Fish Passage Goals and Criteria

Prioritization Criteria for Fish Passage Projects in Maryland

There are over 2,500 manmade blockages in the Chesapeake Bay watershed that inhibit migratory and resident fish from reaching their spawning habitat. The loss of habitat has impacted population numbers of many fish species. While there have been improvements in opening historic spawning habitat through the successful completion of the 2003 Fish Passage Goal which opened approximately 1300 miles of river habitat, continued effort was warranted. The Chesapeake 2000 Agreement recognized the importance of providing additional habitat for migratory and resident fish by committing to the development of a new Fish Passage goal. A major component of a "healthy" Bay ecosystem is abundant fish populations through habitat restoration and protection.

Therefore the Chesapeake Bay Program signatory partners adopted the Fish Passage Goal as follows:

During the period 2005-2014, Chesapeake Bay jurisdictions will complete 100 fish passage and/or dam removal projects, which will open 1,000 miles of high quality tributary habitat to migratory and resident fishes. Actual fish utilization and passage will be documented at all new fish passage projects and, wherever possible, these projects will be integrated within locally supported watershed management or restoration plans.

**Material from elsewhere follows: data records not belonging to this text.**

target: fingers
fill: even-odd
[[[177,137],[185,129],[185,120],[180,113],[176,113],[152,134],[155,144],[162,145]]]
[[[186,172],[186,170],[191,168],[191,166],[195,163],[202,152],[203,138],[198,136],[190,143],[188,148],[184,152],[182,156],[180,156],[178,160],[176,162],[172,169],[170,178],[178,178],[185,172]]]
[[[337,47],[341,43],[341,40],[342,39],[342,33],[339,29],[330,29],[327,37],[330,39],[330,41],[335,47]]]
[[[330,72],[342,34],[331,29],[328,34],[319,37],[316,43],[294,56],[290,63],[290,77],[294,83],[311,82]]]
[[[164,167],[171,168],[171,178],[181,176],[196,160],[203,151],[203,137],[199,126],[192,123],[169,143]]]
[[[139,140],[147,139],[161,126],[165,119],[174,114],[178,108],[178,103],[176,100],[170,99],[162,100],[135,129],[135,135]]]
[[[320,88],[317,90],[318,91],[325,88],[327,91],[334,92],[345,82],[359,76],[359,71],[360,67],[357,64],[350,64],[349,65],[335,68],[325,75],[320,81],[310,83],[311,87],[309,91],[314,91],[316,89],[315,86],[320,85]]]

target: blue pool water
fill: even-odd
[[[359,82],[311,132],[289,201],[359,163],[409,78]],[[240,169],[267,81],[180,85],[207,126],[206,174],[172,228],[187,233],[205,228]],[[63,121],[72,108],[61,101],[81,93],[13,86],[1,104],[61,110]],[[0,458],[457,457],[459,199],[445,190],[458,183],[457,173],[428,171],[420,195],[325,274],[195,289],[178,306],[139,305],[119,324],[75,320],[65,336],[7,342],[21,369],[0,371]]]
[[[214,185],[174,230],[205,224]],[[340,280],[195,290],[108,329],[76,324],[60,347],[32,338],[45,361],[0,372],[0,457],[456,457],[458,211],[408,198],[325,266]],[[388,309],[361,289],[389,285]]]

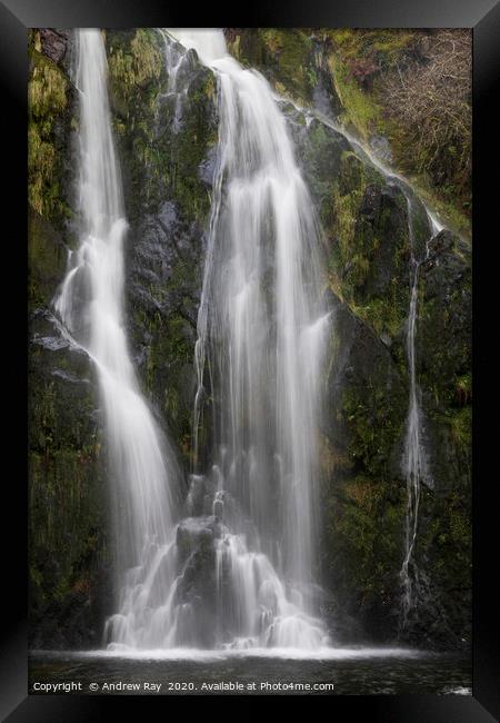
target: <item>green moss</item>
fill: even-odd
[[[337,56],[330,56],[329,66],[337,95],[343,108],[341,122],[347,128],[353,129],[361,139],[367,140],[381,128],[381,106],[360,90],[346,65]]]
[[[60,184],[63,158],[58,151],[58,126],[68,121],[69,82],[36,47],[34,42],[30,50],[28,82],[28,200],[42,216],[68,218],[70,210]]]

Priority will be given to:

  • Projects which open larger stretches of highest quality habitats
  • Complete dam removals as opposed to structural fish passages, where practical
  • Projects which enhance passage of migratory fish over resident fish and/or where shad and herring stocking programs occur
  • Removal of impediments in streams formerly impaired by acid mine drainage (AMD) where water quality improvements will support a diverse assemblage of fish and other aquatic resources

In addition, projects in Maryland will be prioritized under the following guidelines:

  • Dam removals are favored over fish passage construction. Dam removals are favored over other forms of fish passage construction when feasible, since they completely restore a stream to its natural state and provide for free passage up and down river for all aquatic organisms.
  • When fish passage is necessary, natural fishways and by-pass channels are favored over traditional fish ladders. Traditional fish ladders may still be the only alternative for select sites. However, before a fish ladder design is selected there are a number of issues that need to be addressed:
    • Guarantee of an institutional sponsor for long term operation and maintenance, including a budget dedicated for this purpose.
    • Ease of access & costs for maintenance
    • Potential & frequency of blockage by debris and sediment,
    • Creation and maintenance of attraction flows for upstream migrants,
    • Range of effective flows and seasonality of migrations for all target species,
    • Predation and lack of suitable nursery habitat for larval and juvenile migrants in the impoundments
    • Introduction of non-native or undesirable species to upstream habitat
    • Potential success of downstream migration
  • Projects will be prioritized based on the amount and quality of habitat reopened. E.g., projects which reopen habitat in forested/buffered areas will be favored over projects in urban or poor water quality areas.
  • Assuming projects have the support of the landowner, projects are prioritized as follows, in association with the above general guidelines:
    • Diadromous and/or Rare, Threatened or Endangered (RTE) species found below the blockage and suitable habitat upstream of the blockage. Projects can be ranked further based on the diversity and quantity of anadromous and/or  Rare, Threatened or Endangered species found below the blockage. Projects which pass anadromous fish into lake or pond environments will not be recommended until research in the Chesapeake Bay watershed shows successful spawning in these lake/pond environments. Note: projects which block hosts for  Rare, Threatened or Endangered species will be listed here (ex. fish carrying mussel larvae).
    • Resident game species (trout, bass, walleye, etc.) found below the blockage and suitable habitat upstream of the blockage.
    • Projects which block historical anadromous fish habitat (but anadromous fish not present) and suitable habitat upstream. Watersheds with active or proposed stocking programs will be favored over watersheds without such programs.
    • Projects blocking resident fish only, no anadromous,  Rare, Threatened or Endangered species, or game species present. These projects will be prioritized in this order:
  • Quality and Quantity of habitat to be reopened
  • Diversity of species found below the blockage
  • Amount of outside funding available for the project, and community support for the project.